OGH-Entscheidung vom 26.5.2026, 6 Ob 61/26b

 

Sachverhalt:

Der Kläger brachte eine Unterlassungsklage samt Antrag auf Erlassung eines Unterlassungsauftrags im Mandatsverfahren nach § 549 ZPO ein. Nachdem dieser Antrag rechtskräftig abgewiesen worden war, begehrte er zur Sicherung seines Unterlassungsanspruchs die Erlassung einer einstweiligen Verfügung.

Anlass war ein Facebook Kommentar des Beklagten zu einem Beitrag, in dem dem Kläger vorgeworfen wurde, durch öffentliche Äußerungen zu politischen und gesellschaftlichen Themen Kritik zu provozieren und anschließend gegen Kritiker gerichtlich vorzugehen. Der Beklagte kommentierte diesen Beitrag unter anderem mit den Worten „A feste Watschn“ und „Taugenichts“.

 

Entscheidung:

Das Rekursgericht wertete den Kommentar im Gesamtzusammenhang als Zustimmung zu einer angekündigten verbalen Konfrontation und als Missbilligung des Verhaltens des Klägers. Es sah darin eine wertende Meinungsäußerung mit ausreichendem Sachbezug zur öffentlich geführten Debatte und keinen Wertungsexzess. Der Sicherungsantrag wurde daher abgewiesen.

Der OGH wies den außerordentlichen Revisionsrekurs mangels erheblicher Rechtsfrage zurück. Er stellte zunächst klar, dass für eine nach § 549 ZPO erhobene Unterlassungsklage gemäß § 59a JN ein gesetzlicher Streitwert von 5.000 EUR gilt. Dieser Streitwert bleibt auch dann maßgeblich, wenn nach Abweisung des Unterlassungsauftrags ein ordentliches Verfahren über den Unterlassungsanspruch geführt wird. Eine abweichende Bewertung durch das Rekursgericht ist unbeachtlich. Gleiches gilt für ein Verfahren über eine einstweilige Verfügung zur Sicherung dieses Anspruchs. Trotz des Streitwerts von 5.000 EUR ist ein Revisionsrekurs aufgrund der Sonderregelungen der §§ 502 Abs 5 Z 5 und 528 Abs 2 Z 1 ZPO nicht bereits wegen des Streitwerts ausgeschlossen, sondern bei Vorliegen einer erheblichen Rechtsfrage grundsätzlich zulässig.

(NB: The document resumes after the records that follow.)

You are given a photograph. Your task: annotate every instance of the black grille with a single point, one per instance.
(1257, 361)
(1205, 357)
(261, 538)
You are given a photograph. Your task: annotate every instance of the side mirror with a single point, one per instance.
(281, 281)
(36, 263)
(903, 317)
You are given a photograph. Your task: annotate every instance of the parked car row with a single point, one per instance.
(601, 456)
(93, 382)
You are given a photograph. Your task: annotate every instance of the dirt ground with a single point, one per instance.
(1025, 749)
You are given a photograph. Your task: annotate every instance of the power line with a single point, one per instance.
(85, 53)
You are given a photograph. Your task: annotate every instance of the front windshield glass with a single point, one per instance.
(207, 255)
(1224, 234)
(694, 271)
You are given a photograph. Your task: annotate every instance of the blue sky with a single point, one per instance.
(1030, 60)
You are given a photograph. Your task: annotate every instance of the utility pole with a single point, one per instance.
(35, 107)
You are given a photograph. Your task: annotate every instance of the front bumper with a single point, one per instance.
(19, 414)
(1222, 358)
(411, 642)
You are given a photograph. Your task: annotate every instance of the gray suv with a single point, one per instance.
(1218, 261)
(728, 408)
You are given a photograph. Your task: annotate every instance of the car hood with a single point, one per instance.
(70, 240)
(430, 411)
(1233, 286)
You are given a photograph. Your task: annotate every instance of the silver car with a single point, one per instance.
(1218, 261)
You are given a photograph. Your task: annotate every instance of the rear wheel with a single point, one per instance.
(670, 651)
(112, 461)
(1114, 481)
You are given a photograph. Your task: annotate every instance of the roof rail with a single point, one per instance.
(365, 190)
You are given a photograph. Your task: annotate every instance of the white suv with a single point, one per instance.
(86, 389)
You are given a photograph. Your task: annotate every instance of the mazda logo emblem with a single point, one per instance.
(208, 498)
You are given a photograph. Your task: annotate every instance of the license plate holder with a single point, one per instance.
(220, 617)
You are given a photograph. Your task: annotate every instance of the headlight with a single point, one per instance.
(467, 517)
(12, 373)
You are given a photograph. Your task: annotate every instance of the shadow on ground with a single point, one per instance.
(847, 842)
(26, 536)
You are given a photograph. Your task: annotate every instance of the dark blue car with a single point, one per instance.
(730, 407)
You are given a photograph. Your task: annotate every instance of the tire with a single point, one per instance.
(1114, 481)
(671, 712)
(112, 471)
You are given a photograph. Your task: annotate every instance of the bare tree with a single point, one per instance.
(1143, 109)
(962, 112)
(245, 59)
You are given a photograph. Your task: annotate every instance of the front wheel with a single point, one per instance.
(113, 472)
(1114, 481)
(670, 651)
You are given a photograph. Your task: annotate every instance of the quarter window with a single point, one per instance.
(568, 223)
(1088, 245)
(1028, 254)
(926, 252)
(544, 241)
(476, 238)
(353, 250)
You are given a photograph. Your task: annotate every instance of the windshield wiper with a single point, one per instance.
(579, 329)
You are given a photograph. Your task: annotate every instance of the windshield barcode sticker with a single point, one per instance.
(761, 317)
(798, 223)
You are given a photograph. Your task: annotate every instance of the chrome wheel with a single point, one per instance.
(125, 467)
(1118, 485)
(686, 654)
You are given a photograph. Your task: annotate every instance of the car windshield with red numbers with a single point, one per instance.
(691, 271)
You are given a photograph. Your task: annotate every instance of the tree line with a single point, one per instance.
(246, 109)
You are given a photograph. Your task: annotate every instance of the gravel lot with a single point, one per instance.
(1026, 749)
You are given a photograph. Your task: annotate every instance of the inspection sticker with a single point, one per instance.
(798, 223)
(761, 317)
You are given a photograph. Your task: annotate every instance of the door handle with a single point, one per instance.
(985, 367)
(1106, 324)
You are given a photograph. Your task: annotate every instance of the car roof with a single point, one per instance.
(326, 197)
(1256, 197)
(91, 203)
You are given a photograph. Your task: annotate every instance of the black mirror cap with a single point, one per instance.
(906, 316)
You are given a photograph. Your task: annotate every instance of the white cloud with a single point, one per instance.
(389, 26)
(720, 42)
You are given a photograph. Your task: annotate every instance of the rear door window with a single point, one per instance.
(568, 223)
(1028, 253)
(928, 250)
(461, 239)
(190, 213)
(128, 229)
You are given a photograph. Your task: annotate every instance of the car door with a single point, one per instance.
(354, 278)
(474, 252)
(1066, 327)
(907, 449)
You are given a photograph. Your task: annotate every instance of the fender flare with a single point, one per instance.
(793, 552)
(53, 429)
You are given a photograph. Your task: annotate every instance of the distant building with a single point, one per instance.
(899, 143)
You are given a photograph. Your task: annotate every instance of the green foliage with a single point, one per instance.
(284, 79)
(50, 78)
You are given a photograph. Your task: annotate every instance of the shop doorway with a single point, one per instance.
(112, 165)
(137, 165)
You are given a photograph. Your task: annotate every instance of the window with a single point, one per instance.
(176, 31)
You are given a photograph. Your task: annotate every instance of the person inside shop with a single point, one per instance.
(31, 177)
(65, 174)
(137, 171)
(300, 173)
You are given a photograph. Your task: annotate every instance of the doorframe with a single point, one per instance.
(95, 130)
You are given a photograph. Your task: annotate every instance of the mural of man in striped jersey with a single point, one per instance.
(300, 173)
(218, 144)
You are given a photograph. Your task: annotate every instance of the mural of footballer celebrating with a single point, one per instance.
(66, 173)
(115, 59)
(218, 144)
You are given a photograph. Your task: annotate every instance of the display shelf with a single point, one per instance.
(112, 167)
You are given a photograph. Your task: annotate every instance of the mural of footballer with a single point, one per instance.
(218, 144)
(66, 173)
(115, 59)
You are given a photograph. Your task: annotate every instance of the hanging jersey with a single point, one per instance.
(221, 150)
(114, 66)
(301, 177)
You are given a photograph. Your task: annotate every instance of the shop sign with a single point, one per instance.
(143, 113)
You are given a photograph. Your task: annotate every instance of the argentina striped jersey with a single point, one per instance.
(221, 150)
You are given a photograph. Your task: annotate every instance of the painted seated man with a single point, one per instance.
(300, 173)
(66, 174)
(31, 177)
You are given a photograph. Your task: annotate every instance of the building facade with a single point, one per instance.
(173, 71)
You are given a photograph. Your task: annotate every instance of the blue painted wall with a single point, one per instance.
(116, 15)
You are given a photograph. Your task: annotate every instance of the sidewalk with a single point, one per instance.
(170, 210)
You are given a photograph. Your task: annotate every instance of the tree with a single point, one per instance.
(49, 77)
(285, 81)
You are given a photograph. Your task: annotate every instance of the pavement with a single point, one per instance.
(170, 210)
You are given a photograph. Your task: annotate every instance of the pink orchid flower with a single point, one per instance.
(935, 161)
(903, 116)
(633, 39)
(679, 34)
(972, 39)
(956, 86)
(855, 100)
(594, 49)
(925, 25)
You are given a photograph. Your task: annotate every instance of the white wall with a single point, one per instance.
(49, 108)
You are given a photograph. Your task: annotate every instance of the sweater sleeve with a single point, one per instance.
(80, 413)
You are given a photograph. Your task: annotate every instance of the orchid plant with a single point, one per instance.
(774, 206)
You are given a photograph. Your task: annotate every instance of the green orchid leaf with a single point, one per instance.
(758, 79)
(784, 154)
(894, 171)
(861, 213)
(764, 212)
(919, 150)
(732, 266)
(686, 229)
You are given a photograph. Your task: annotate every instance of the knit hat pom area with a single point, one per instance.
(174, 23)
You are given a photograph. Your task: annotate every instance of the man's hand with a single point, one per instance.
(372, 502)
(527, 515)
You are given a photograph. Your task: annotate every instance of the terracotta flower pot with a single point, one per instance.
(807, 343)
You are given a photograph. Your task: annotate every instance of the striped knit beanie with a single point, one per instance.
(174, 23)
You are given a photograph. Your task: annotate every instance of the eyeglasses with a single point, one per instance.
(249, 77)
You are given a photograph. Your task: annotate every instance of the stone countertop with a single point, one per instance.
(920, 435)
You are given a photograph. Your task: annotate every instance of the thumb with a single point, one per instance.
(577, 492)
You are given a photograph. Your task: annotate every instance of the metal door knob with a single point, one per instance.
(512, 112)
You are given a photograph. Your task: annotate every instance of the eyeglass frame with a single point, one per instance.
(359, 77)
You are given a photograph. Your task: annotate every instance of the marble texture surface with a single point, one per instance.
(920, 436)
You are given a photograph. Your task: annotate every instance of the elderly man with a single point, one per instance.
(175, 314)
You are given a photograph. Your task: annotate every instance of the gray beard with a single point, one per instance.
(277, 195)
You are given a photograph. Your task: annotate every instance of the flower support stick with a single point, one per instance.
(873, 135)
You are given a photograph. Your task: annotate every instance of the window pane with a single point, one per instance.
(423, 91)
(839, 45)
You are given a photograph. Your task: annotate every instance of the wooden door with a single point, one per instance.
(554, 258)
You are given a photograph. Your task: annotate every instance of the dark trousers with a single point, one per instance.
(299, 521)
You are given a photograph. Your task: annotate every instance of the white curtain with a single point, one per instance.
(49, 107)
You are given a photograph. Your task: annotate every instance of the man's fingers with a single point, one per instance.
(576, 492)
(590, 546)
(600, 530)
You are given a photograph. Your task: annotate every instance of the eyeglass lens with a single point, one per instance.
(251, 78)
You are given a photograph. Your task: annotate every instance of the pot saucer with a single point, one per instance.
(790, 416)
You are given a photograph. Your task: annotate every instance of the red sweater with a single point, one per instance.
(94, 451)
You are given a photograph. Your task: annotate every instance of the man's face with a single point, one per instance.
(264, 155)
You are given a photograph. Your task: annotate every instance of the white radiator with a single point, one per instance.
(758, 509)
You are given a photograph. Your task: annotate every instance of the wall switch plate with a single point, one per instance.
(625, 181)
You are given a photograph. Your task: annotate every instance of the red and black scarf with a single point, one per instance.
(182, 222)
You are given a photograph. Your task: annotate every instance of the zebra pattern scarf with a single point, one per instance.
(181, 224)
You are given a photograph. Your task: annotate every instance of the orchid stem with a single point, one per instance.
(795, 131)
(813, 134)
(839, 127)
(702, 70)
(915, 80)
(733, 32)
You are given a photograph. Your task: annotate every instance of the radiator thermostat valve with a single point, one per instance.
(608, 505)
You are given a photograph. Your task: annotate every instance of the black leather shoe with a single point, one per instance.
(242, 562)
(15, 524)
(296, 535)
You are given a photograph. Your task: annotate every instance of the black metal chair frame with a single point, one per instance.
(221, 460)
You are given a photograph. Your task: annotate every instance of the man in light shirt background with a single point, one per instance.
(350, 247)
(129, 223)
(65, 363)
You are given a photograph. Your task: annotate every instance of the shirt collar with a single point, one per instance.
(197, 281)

In der Sache bestätigte der OGH die Beurteilung des Rekursgerichts. Für den Sinngehalt einer Äußerung ist auf das Verständnis des unbefangenen Durchschnittsadressaten und auf den Gesamtzusammenhang abzustellen. Personen, die sich öffentlich zu politischen oder gesellschaftlichen Fragen äußern und damit an der öffentlichen Meinungsbildung teilnehmen, müssen ein erhöhtes Maß an Kritik hinnehmen. Auch überspitzte und massive Kritik ist von Art 10 EMRK geschützt, solange sie nicht in einen Wertungsexzess ausartet. Da der Kläger selbst öffentlich auftrat und sich an der Debatte über seinen Umgang mit kritischen Online-Kommentaren beteiligte, durfte ihm das Rekursgericht eine deutlich erhöhte Toleranzgrenze zumuten. Die Äußerungen „A feste Watschn“ und „Taugenichts“ waren nach ihrem Kontext nicht als Aufforderung zu körperlicher Gewalt, sondern als wertende Kritik an seinem Verhalten zu verstehen. Eine korrekturbedürftige Fehlbeurteilung des Rekursgerichts lag daher nicht vor.